What to do with the legacy system

Often one of the difficult conversations in the implementation of a new systems is what do I do with the legacy systems. The conversations circles around a number of topics.

  • Reference purposes. Business users need to have access to the data for reference purposes in the future.
  • Regulations. Most countries have tax or company legislation that require companies to keep access to records for 5-7 years and in some cases longer like 10 years. Most companies keep an accounting system for this amount of time so good chance this is your only record of data unless you have printed and archived paper financial statements, trial balances, sub-ledger details reports on a regular basis over that time.
Reference Purposes

You want to have all the business teams sit down and assess their functional areas and evaluate critically what data they really need access to going forward. You might want to do some statistical analysis on how often the data is access.

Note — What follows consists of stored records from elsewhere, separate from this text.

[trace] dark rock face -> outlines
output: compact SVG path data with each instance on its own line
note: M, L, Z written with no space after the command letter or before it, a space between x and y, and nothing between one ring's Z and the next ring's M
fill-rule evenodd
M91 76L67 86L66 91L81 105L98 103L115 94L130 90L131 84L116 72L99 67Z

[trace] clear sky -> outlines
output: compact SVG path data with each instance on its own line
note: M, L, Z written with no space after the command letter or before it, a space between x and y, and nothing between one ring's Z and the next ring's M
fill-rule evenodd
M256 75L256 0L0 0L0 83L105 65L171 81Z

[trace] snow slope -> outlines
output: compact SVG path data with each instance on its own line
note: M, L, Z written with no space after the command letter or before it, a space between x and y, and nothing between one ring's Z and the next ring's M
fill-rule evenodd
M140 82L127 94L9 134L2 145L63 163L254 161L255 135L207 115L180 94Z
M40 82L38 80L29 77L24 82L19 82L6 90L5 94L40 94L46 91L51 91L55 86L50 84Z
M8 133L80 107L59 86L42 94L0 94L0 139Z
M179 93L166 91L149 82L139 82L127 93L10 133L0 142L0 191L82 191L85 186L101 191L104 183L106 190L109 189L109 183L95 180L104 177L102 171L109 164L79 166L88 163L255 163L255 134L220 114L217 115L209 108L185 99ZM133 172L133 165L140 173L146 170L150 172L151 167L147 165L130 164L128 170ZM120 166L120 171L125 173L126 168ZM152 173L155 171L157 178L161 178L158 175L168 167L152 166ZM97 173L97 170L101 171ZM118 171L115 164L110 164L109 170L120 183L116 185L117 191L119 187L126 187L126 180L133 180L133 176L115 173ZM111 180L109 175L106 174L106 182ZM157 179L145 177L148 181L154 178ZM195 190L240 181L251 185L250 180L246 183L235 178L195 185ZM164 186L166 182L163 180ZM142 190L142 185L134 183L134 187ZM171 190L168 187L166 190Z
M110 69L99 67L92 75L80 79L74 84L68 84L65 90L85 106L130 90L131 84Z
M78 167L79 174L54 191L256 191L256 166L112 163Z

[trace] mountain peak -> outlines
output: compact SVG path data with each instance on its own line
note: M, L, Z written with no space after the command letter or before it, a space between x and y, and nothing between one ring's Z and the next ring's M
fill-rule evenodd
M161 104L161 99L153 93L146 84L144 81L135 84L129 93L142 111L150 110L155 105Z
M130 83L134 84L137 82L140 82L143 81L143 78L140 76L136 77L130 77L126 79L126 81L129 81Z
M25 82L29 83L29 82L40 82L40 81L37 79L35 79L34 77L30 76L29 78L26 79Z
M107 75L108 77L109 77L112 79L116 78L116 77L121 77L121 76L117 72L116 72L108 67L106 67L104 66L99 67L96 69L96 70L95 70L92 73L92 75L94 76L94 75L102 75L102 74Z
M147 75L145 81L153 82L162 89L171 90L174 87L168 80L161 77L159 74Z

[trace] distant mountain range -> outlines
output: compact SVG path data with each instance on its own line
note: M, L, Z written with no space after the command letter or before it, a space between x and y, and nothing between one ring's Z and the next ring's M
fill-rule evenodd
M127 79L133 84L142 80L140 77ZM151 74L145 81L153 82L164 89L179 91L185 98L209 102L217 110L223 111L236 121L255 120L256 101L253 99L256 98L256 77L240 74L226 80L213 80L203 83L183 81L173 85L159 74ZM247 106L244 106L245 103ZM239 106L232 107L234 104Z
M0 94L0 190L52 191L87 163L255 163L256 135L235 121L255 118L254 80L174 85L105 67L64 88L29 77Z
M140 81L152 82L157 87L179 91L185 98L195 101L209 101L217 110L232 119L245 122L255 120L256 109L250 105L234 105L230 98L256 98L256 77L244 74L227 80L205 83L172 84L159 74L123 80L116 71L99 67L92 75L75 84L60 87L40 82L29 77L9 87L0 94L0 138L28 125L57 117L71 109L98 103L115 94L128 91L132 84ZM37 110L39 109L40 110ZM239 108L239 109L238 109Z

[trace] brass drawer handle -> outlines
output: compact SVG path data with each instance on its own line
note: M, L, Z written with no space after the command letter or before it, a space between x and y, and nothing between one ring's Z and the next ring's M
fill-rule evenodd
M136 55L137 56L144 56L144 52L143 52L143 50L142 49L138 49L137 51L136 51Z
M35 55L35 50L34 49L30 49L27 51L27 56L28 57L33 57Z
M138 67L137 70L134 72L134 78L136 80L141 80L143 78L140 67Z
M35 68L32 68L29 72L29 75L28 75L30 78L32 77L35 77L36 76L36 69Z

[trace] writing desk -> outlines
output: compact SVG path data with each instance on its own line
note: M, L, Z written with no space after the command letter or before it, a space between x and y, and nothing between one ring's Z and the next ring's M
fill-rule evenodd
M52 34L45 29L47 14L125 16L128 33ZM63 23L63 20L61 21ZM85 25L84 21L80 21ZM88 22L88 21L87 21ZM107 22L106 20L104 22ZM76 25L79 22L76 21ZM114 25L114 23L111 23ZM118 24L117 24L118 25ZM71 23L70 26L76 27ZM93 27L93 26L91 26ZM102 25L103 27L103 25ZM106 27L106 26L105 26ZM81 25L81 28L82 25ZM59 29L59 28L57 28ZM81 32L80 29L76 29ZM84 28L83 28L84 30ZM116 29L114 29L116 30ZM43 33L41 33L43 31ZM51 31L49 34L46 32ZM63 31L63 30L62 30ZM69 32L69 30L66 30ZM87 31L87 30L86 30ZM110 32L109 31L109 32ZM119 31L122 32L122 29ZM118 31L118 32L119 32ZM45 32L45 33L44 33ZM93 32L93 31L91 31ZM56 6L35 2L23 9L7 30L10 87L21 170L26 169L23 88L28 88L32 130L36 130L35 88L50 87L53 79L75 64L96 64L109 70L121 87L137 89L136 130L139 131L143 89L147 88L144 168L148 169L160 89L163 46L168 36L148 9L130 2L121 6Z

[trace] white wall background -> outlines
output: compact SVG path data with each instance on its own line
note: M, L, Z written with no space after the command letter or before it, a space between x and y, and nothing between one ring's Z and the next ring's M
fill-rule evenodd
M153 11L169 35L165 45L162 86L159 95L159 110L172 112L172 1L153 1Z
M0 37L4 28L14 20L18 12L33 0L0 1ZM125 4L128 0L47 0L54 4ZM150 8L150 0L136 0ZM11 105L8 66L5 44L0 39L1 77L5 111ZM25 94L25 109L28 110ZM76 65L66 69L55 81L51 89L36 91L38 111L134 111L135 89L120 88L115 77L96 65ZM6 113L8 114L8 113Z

Things to look at:

  • General ledger. How much detail does the finance team want in the general ledger. Likely they want balance history for at least the previous year to be able to run reports as a prior year comparison. These balances can often be extracted and moved into excel spreadsheets. Once there the finance team can use them with Management reports and new data accumulated in Dynamics AX to create reports on prior to current.
  • Accounts Receivable. What is the typical debt aging you use. If you manage to a 60-90 days then good chance these users will only need to look at invoice history for another quarter so keeping the legacy system accessible to a small number of users for the first quarter after go-live in the new system will avoid having to migrate data and after a quarter you will have the relevant history built up in the new systems. If you have debts outstanding for 90-180 days considering to an analysis of how many customers are actually in this range. If it’s only a small number of customers consider doing some list extraction for reference purposes to avoid having to migrate the data or keep the old system running for a long time.
  • Sales. Do you have long quoting or sales cycles? Is there a need to keep price history. Most of these can either be extracted in data migration for open. Prices have date effectivity in AX so you could migrate old prices but consider how much you really need them to avoid spending time migrating data you won’t use.
  • Accounts Payable. If you do some analysis of how long you take to pay vendors or if you have vendors that are often late sending you invoices. If they are late you might have cut over to the new system and a purchase order or receipt that you want to match to the invoice might not be available. If this is only a small number then you might create an exception process rather than spend time to try to migrate data of receipted purchase orders.
  • Purchase orders. Do you have long lead time purchase orders? If there a need to look at price history for a long time. Consider doing an extra of purchase, items, prices as this will likely give you some history for analysis and avoid migrating all old purchase orders into the new system.
  • Product history. If you manufacture products is there information you need to keep for product tractability or warranty claims. Do some analysis of the typical life span of your products and work out if there is a window of how much data you need to have accessible. Dynamics AX doesn’t have a core warranty module but partners and customers have extended AX to include these features so consider what you need to migrate or extract into a data warehouse for analysis.
  • Inventory and warehouse. You will take on inventory balances into the new systems. It’s un-likely you need a history of inventory movements in details. There are times when for example you ship by sea, travel is long so stock could be on the water in the time you convert over to the new system. If there is a shipping discrepancy the inventory and warehouse team might need to do some analysis. If you do this type of analysis this might mean you need to keep the legacy system up and running for the next 60-90 days and let a limited number of users access it.
  • Projects. Some services or internal projects could go for a long time. Likely you want to bill and close out project in the legacy system and bring on WIP balances. But this might mean you have history in the project you want to do analysis over the life time of the project so you might need to consider which project you want to keep some data for.
  • Expenses. Likely will want to pay and clean up credit card statements before you convert to the new system. If you do expense analysis you might want to extra a summary of previous expense to compare history in the future. To avoid importing them into the new system keep them in a data warehouse and use tools PowerBI to do analysis of the old data and the new data you accumulate in the new system.
Regulations

You will have to do some analysis in the country that you operate in to work out what you need to keep for tax purposes. One option is to keep the whole system if you can. For example use a virtual machine. By using a virtual machine you can move a full operating environment into something that would turned off and started in the future if you need to access the data.

For example if you just keep the database then you also have to keep the database software to be able to access the DB. Then the database software has to run on an operating system that the DB software supports. If you don’t maintain all this software then you aren’t going to be able to get into the data even if you keep it. This strategy will work if you are running a legacy system running on Windows or Unix/Linux but if you are running something exotic like a mainframe system that is dependent on some special hardware then you might need to do some investigation on options.

A virtual machine is a good option because you can also install the legacy application instead of just keeping the DB and have access to the tools in that application. If you keep the legacy system also keep the documentation and keep it archived electronically on the VM as well because you are likely to have to train someone in the future if you need to access the application.

Remember security if you build a VM. If the application and database has logins then you need to keep a list of those logins.

The main thing to keep in mind is do as much analysis as you can to avoid trying to migrate old data into the new system as you are going to spend a long time extracting, transforming, mapping and importing into the new system. If you are not going to use the data it will be a waste of time for the implementation team.